AzureStorageExplorer
AzureStorageExplorer copied to clipboard
Parquet Preview: human readable `timestamp` and `date` values
Preflight Checklist
- [X] I have installed the latest version of Storage Explorer.
- [X] I have checked existing resources, including the troubleshooting guide and the release notes.
- [X] I have searched for similar issues.
Problem
when previewing parquet files, values of columns with datatype timestamp and date are hard to read.
Example parquet: part-00000-43831db6-19d5-4964-a8c8-cb8d6d1664b3-c000.snappy.parquet.zip
PySpark code for reproducing the example parquet:
import pyspark.sql.functions as F
df = (
spark.range(3).toDF("id")
.withColumn("ts_base", F.to_timestamp(F.lit('2021-07-24 12:01:19.123456789012')))

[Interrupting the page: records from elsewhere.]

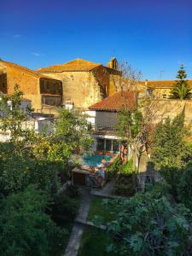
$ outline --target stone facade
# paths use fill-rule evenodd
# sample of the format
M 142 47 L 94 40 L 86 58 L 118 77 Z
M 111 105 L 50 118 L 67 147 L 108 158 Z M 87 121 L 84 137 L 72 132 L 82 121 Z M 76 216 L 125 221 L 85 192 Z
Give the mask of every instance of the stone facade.
M 40 68 L 37 73 L 61 80 L 63 105 L 72 102 L 75 108 L 84 110 L 113 94 L 112 77 L 121 75 L 116 69 L 82 59 Z
M 32 108 L 36 112 L 44 113 L 44 107 L 46 109 L 58 107 L 53 106 L 52 102 L 58 102 L 59 98 L 61 102 L 58 105 L 62 103 L 61 81 L 38 75 L 34 71 L 20 65 L 0 61 L 0 91 L 11 95 L 14 93 L 15 84 L 19 85 L 19 90 L 23 92 L 24 97 L 32 101 Z M 60 90 L 56 90 L 56 88 Z M 52 102 L 49 100 L 51 104 L 49 105 L 48 97 L 50 96 L 54 100 Z

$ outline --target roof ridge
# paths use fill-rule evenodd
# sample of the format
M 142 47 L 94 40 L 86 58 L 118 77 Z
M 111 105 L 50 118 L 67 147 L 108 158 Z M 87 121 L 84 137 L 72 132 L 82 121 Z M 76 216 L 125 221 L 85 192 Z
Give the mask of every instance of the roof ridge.
M 18 68 L 18 69 L 24 70 L 26 73 L 30 73 L 32 75 L 34 75 L 35 77 L 39 77 L 39 78 L 41 77 L 34 70 L 30 69 L 30 68 L 26 67 L 21 66 L 20 64 L 10 62 L 10 61 L 4 61 L 4 60 L 0 60 L 0 63 L 1 62 L 3 62 L 3 64 L 4 63 L 5 66 L 8 65 L 8 66 L 11 66 L 12 67 L 15 67 L 15 68 Z

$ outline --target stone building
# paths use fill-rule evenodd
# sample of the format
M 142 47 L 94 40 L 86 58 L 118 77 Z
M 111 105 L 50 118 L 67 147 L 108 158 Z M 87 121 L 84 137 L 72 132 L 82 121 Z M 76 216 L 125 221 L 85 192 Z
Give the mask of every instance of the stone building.
M 95 116 L 91 125 L 97 152 L 116 154 L 119 152 L 119 137 L 116 134 L 118 113 L 127 108 L 137 108 L 137 96 L 135 91 L 119 91 L 89 108 L 89 115 Z
M 38 74 L 34 71 L 20 65 L 0 61 L 0 91 L 13 94 L 15 84 L 32 101 L 35 112 L 56 113 L 62 104 L 61 81 Z
M 112 58 L 108 66 L 76 59 L 39 68 L 37 73 L 61 79 L 63 83 L 63 105 L 71 102 L 84 110 L 115 92 L 113 78 L 121 76 L 121 73 L 118 71 L 115 58 Z
M 174 80 L 163 80 L 163 81 L 148 81 L 140 82 L 146 87 L 149 95 L 154 95 L 160 99 L 168 99 L 170 97 L 171 90 L 175 84 Z M 188 80 L 188 84 L 192 90 L 192 80 Z

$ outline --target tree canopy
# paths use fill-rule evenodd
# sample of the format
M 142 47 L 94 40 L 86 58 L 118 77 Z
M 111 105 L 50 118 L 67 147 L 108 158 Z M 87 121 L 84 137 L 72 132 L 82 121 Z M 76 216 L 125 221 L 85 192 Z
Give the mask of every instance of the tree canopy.
M 177 79 L 172 90 L 171 90 L 171 98 L 173 99 L 190 99 L 191 98 L 191 90 L 186 80 L 187 74 L 184 70 L 183 65 L 181 65 L 180 69 L 177 72 Z

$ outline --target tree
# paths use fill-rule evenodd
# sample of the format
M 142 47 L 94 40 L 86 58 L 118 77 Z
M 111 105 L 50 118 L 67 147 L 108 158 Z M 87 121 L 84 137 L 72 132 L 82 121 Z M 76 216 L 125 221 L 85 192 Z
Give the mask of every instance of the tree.
M 9 195 L 0 204 L 0 254 L 61 255 L 65 230 L 45 213 L 49 197 L 34 186 Z
M 143 153 L 150 147 L 154 125 L 159 118 L 160 102 L 153 96 L 143 96 L 135 109 L 123 108 L 118 113 L 117 134 L 133 149 L 133 162 L 139 172 Z
M 113 209 L 111 221 L 102 222 L 113 238 L 108 251 L 119 255 L 191 254 L 191 213 L 183 205 L 171 205 L 168 189 L 160 183 L 131 199 L 105 201 Z
M 22 100 L 23 93 L 19 90 L 18 84 L 15 85 L 13 95 L 3 95 L 0 100 L 0 129 L 10 131 L 10 140 L 16 143 L 29 131 L 22 128 L 22 123 L 28 119 L 32 111 L 30 106 L 25 109 L 21 108 Z
M 192 211 L 192 162 L 189 162 L 182 170 L 182 176 L 177 184 L 178 200 L 185 205 L 186 207 Z
M 184 108 L 173 120 L 168 117 L 157 125 L 151 152 L 152 160 L 157 169 L 165 166 L 182 166 L 184 136 Z
M 178 70 L 177 72 L 177 80 L 176 81 L 171 90 L 171 98 L 180 100 L 191 98 L 191 90 L 188 84 L 188 81 L 185 79 L 186 78 L 187 74 L 184 70 L 184 67 L 183 65 L 181 65 L 180 70 Z

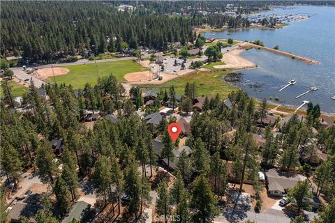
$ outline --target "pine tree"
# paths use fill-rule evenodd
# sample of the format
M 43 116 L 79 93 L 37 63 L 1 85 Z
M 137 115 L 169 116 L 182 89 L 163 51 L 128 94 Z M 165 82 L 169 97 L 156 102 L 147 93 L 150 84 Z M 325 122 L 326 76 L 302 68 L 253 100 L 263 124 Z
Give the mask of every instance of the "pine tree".
M 177 174 L 176 180 L 171 189 L 171 203 L 172 204 L 178 205 L 181 201 L 181 197 L 186 192 L 185 186 L 181 175 L 179 172 Z
M 170 168 L 170 160 L 173 161 L 174 160 L 174 155 L 173 153 L 173 150 L 174 149 L 175 146 L 166 129 L 164 130 L 162 143 L 163 147 L 161 155 L 162 157 L 168 160 L 168 167 Z
M 77 190 L 79 187 L 78 176 L 76 171 L 75 157 L 73 153 L 68 148 L 63 152 L 62 160 L 64 165 L 61 177 L 68 187 L 73 202 L 77 197 Z
M 107 205 L 107 196 L 110 197 L 110 185 L 112 183 L 112 167 L 110 160 L 105 156 L 100 156 L 94 164 L 93 181 L 98 194 L 103 196 L 105 206 Z
M 50 148 L 49 144 L 43 142 L 37 150 L 37 156 L 35 160 L 38 169 L 38 174 L 44 183 L 54 183 L 53 176 L 56 174 L 57 163 L 55 157 Z
M 207 175 L 209 171 L 209 153 L 204 148 L 200 139 L 197 139 L 192 148 L 193 166 L 200 174 Z
M 70 201 L 70 192 L 61 177 L 56 178 L 53 190 L 56 195 L 56 207 L 61 216 L 64 216 L 70 210 L 71 202 Z
M 22 169 L 19 153 L 6 141 L 3 141 L 1 144 L 1 169 L 5 171 L 8 182 L 11 178 L 17 188 Z
M 298 183 L 288 192 L 288 197 L 292 199 L 295 204 L 298 208 L 298 213 L 308 206 L 307 200 L 312 197 L 312 192 L 311 192 L 311 184 L 308 180 L 304 181 L 299 181 Z
M 188 180 L 191 175 L 191 158 L 186 155 L 185 151 L 182 151 L 180 153 L 177 163 L 177 169 L 184 180 Z
M 117 196 L 119 213 L 121 212 L 121 196 L 124 192 L 124 174 L 121 170 L 120 166 L 117 162 L 117 159 L 112 159 L 112 182 L 115 185 L 116 193 Z
M 164 222 L 168 222 L 168 215 L 171 212 L 170 193 L 168 183 L 163 179 L 157 190 L 157 200 L 156 201 L 156 213 L 158 215 L 164 215 Z
M 193 210 L 193 222 L 211 222 L 218 210 L 208 180 L 203 175 L 195 179 L 192 190 L 191 208 Z
M 174 107 L 176 105 L 176 92 L 174 91 L 174 86 L 172 85 L 170 87 L 170 102 L 172 104 L 172 109 L 174 110 Z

.withColumn("ts", (F.unix_timestamp(F.col("ts_base")) + F.col("id") * 10000000).cast("timestamp"))
.withColumn("ts_str", F.col("ts").cast("string"))
.withColumn("ts_unix", F.unix_timestamp(F.col("ts")))
.withColumn("date", F.col("ts").cast("date"))
.withColumn("date_str", F.col("date").cast("string"))
.drop("ts_base")
)
df.printSchema()
display(df)
df.coalesce(1).write.format("parquet").mode("overwrite").option("overwriteSchema", "True").save(root_path + 'test1/')
Desired Solution
timestamp and date column values should be rendered in a (easily) human readable format, e.g yyyy-MM-dd'T'HH:mm:ss[.SSSSSS]'Z' for timestamp and yyyy-MM-dd for dates (ISO 8601)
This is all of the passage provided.